Less is more? Rewards in RL for Cyber Defence
Elizabeth Bates, Chris Hicks, Vasilios Mavroudis
TL;DR
This paper questions the effectiveness of dense reward signals in DRL-driven autonomous cyber defence and introduces a ground-truth evaluation framework to compare sparse versus dense rewards. Using the Yawning Titan cyber gym, it compares two sparse reward schemes against a dense baseline across network sizes from 2 to 50 nodes and with both reactive and proactive defense actions, trained via PPO. The key contributions include a per-action ground-truth score, a reliability metric based on dispersion variability, and empirical evidence that a sparse positive reward improves both final defense performance and training stability across diverse settings. The findings offer practical guidance for reward design in cyber defence DRL and demonstrate that sparse rewards can generalize across different action spaces and MDP configurations.
Abstract
The last few years have seen an explosion of interest in autonomous cyber defence agents based on deep reinforcement learning.

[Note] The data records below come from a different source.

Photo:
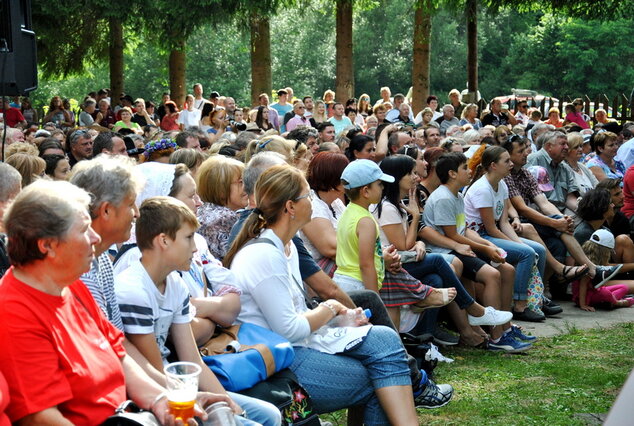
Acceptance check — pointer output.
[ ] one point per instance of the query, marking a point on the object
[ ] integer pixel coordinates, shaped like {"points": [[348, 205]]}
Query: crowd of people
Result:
{"points": [[130, 232]]}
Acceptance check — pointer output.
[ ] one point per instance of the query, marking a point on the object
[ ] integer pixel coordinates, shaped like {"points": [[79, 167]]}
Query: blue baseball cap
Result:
{"points": [[363, 172]]}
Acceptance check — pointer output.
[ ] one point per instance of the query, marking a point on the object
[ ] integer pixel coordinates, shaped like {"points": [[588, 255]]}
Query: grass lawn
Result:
{"points": [[578, 372]]}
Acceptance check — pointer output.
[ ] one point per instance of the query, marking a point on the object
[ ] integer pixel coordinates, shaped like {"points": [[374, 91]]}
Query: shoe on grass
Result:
{"points": [[517, 333], [444, 338], [491, 317], [528, 315], [605, 274], [433, 395], [509, 345]]}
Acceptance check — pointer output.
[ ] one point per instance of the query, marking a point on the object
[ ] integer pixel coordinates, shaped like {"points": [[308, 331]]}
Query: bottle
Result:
{"points": [[350, 318]]}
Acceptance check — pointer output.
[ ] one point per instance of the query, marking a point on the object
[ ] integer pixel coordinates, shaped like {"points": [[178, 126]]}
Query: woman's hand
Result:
{"points": [[464, 250], [419, 248], [392, 259], [412, 206]]}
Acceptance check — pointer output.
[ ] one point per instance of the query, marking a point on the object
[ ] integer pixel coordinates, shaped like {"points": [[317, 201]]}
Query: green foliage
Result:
{"points": [[549, 53]]}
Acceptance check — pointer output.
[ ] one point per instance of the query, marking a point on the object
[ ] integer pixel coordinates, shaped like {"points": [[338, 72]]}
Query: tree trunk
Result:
{"points": [[472, 50], [260, 57], [115, 51], [345, 65], [421, 55], [177, 70]]}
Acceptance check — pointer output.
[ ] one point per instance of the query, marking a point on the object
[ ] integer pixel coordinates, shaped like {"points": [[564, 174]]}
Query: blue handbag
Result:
{"points": [[243, 355]]}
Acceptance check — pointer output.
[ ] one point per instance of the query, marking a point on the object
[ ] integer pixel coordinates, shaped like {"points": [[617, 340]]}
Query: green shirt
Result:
{"points": [[348, 244]]}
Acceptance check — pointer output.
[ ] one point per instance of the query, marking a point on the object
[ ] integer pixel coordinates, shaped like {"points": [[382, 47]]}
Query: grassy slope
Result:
{"points": [[579, 372]]}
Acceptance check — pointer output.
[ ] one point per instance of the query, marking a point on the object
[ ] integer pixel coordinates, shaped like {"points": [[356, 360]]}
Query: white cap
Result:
{"points": [[603, 237]]}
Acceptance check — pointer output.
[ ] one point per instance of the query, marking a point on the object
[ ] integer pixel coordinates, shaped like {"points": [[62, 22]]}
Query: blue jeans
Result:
{"points": [[336, 381], [435, 264], [258, 411], [522, 256]]}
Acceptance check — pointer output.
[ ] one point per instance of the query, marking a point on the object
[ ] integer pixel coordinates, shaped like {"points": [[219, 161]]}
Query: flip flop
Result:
{"points": [[446, 299], [581, 271]]}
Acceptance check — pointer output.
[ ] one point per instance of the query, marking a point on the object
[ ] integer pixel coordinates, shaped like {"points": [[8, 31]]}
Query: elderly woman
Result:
{"points": [[470, 116], [126, 122], [554, 117], [63, 361], [85, 117], [603, 164], [319, 235], [374, 371], [584, 178], [222, 191]]}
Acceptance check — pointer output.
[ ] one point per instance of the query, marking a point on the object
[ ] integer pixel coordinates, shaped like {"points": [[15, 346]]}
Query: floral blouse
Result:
{"points": [[617, 173], [215, 225]]}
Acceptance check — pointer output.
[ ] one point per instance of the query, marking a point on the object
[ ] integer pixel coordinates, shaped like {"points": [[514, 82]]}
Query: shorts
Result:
{"points": [[471, 265]]}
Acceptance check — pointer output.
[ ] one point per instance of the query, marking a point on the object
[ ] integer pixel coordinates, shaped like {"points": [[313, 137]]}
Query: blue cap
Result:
{"points": [[363, 172]]}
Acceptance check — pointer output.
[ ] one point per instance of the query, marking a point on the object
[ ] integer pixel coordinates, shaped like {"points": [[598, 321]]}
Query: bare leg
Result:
{"points": [[398, 404], [624, 249]]}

Such agents are typically trained in a cyber gym environment, also known as a cyber simulator, at least 32 of which have already been built. Most, if not all cyber gyms provide dense "scaffolded" reward functions which combine many penalties or incentives for a range of (un)desirable states and costly actions. Whilst dense rewards help alleviate the challenge of exploring complex environments, yielding seemingly effective strategies from relatively few environment steps; they are also known to bias the solutions an agent can find, potentially towards suboptimal solutions. This is especially a problem in complex cyber environments where policy weaknesses may not be noticed until exploited by an adversary. In this work we set out to evaluate whether sparse reward functions might enable training more effective cyber defence agents. Towards this goal we first break down several evaluation limitations in existing work by proposing a ground truth evaluation score that goes beyond the standard RL paradigm used to train and evaluate agents. By adapting a well-established cyber gym to accommodate our methodology and ground truth score, we propose and evaluate two sparse reward mechanisms and compare them with a typical dense reward. Our evaluation considers a range of network sizes, from 2 to 50 nodes, and both reactive and proactive defensive actions. Our results show that sparse rewards, particularly positive reinforcement for an uncompromised network state, enable the training of more effective cyber defence agents. Furthermore, we show that sparse rewards provide more stable training than dense rewards, and that both effectiveness and training stability are robust to a variety of cyber environment considerations.